VidNo uses MOSS TTS, a local text-to-speech model that runs entirely on your GPU, to clone your voice and generate narration for your videos. The process starts with a 60-second voice sample and produces a personal voice model that captures not just how you sound, but how you speak.
During setup, you run vidno voice-setup and read a provided paragraph out loud. The paragraph is specifically designed to capture a wide range of phonemes, intonation patterns, and speech rhythms. Speak naturally — the model works best when it learns your actual conversational tone rather than a stiff "recording voice."
MOSS TTS analyzes your sample to extract several layers of vocal characteristics.

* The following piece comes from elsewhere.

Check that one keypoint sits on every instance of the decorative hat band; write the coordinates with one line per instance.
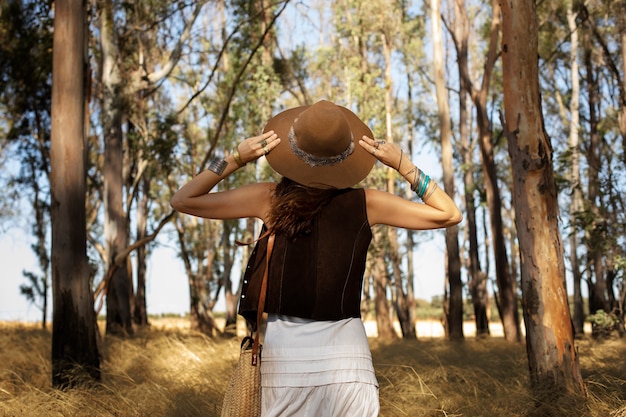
(314, 160)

The obvious ones are pitch, timbre, and tone — what makes your voice sound like you rather than someone else. But it also captures speaking rhythm: where you tend to pause, how you handle emphasis, your pace when explaining something versus when you are running through setup steps. This rhythm layer is what separates VidNo's voice output from generic TTS that sounds robotic even when it mimics your timbre.
The resulting voice model is a set of weights stored locally on your machine at ~/.vidno/voices/. The model file is typically 200-400MB depending on your GPU's precision settings. It never gets uploaded anywhere.
When VidNo generates narration for a video, it feeds the script text through your voice model on your GPU. The synthesis happens in chunks — sentence by sentence — so VidNo can apply appropriate pauses between sections and adjust pacing based on the content type. Code explanations get slightly slower pacing; transitional phrases move quicker.
Voice quality depends on three factors: GPU capability (more VRAM allows higher-fidelity synthesis), sample quality (quiet room, clear speech, no background noise), and script quality (natural-sounding sentences produce more natural-sounding speech). On an RTX 4070 or above with a clean voice sample, most listeners cannot distinguish the AI narration from a real human recording.